While politicians may debate the merits of the federal bailout to the auto industry, there can be no disputing the fact that American auto manufacturers are back in a big way. In fact, in 2011, GM turned its largest profit ever. This is a remarkable turnaround when you consider that, just two years prior, GM and the U.S. auto industry were on the cusp of bankruptcy.
But it also raises an important question for many of the small business owners that I work with every day--namely, “It’s great that the government helped put GM back on its feet, but what happens when my business needs help?”
As you can imagine, there will be no bailouts for small businesses. It is up to business owners to ensure that their business is sufficiently capitalized. If not, it’s on to bankruptcy.
However, bankruptcy isn’t the death knell that many people believe it to be. While nobody dreams of shepherding their business through bankruptcy, the reality is that it can help viable businesses get back on their feet. It’s also important to understand that there are many different forms of bankruptcy and financing options available. Below are three of the most important:
Chapter 7: Chapter 7 bankruptcy is essentially liquidation. It is appropriate once it is clear that your business has no realistic chance of reorganizing and returning to profitability. During this process, a trustee is appointed who will ensure that business assets are sold and that the proceeds go to the right creditors.
Chapter 11: Chapter 11, on the other hand, is for businesses that still have a fighting chance. This form of bankruptcy allows a business to reorganize its debt and attempt to re-emerge as a profitable entity. Typically, this means reduced interest rates and lowered payments for the business. If successful, the firm will continue to operate with its new debt structure in place. If not, the firm will typically file for Chapter 7 and liquidate.

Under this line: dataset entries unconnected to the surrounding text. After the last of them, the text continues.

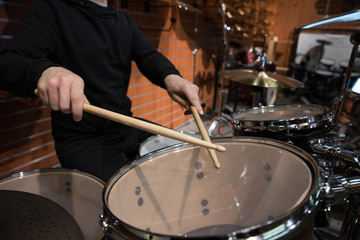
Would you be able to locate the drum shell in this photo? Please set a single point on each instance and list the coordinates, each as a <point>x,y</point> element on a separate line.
<point>296,123</point>
<point>300,217</point>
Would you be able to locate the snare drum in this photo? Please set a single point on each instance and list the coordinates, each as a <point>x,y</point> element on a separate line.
<point>157,142</point>
<point>294,123</point>
<point>263,189</point>
<point>77,192</point>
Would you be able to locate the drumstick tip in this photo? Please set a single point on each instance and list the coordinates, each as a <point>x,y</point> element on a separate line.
<point>221,148</point>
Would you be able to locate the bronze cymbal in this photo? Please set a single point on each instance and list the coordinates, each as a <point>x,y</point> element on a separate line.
<point>260,78</point>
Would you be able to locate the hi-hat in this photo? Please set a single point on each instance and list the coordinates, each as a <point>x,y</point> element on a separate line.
<point>260,78</point>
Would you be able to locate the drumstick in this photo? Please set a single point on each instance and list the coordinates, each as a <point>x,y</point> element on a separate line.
<point>146,126</point>
<point>204,135</point>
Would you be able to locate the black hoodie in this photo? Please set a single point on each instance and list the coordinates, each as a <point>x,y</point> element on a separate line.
<point>97,43</point>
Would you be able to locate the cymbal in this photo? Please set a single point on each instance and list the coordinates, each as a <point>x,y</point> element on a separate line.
<point>260,78</point>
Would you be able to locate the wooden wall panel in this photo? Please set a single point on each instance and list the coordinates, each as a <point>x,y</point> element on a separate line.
<point>26,141</point>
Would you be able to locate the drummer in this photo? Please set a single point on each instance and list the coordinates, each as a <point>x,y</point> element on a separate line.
<point>80,51</point>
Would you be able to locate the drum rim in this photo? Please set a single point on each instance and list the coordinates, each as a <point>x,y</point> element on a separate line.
<point>286,222</point>
<point>50,170</point>
<point>296,123</point>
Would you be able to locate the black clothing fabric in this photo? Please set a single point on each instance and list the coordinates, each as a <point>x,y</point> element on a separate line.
<point>98,44</point>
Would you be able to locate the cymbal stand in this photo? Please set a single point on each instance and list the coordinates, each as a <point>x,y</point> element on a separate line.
<point>258,91</point>
<point>354,39</point>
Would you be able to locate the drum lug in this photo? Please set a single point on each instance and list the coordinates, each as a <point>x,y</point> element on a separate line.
<point>104,223</point>
<point>232,238</point>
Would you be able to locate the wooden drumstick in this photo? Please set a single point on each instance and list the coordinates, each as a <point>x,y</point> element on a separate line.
<point>204,135</point>
<point>146,126</point>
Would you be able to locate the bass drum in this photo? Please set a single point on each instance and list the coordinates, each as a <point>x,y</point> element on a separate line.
<point>263,189</point>
<point>77,192</point>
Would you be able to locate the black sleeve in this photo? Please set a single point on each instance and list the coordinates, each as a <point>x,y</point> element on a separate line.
<point>26,56</point>
<point>150,62</point>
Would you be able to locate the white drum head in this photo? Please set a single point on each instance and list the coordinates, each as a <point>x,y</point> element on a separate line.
<point>181,193</point>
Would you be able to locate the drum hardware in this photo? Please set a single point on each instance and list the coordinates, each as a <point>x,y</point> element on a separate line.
<point>355,40</point>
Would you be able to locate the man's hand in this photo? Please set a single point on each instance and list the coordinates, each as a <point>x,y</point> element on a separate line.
<point>183,92</point>
<point>62,90</point>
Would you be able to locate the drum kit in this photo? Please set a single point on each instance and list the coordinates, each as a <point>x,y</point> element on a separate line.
<point>282,171</point>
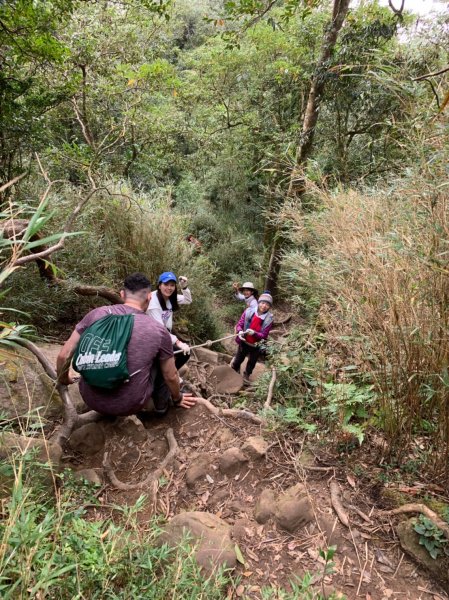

Debtor-in-Possession: DIP financing is an alternative source of capital for struggling businesses. While not every business qualifies, those that do find it to be an invaluable tool. Debtor-in-Possession financing is administered while a business is operating under bankruptcy, but is unique in that it allows the business to continue operations under specific conditions. The cash that is injected into a business gives management the opportunity to restructure their operation--theoretically allowing them to emerge from bankruptcy as a profitable business. If you are facing bankruptcy, ask your bankruptcy attorney if DIP financing may be a good option for you.
Hopefully, your business will never need the type of assistance that the federal government provided to General Motors. But understand that, should your business run into financial difficulty, that bankruptcy isn’t the “end of the line.” In fact, it could be the opportunity that you need in order to return to profitability.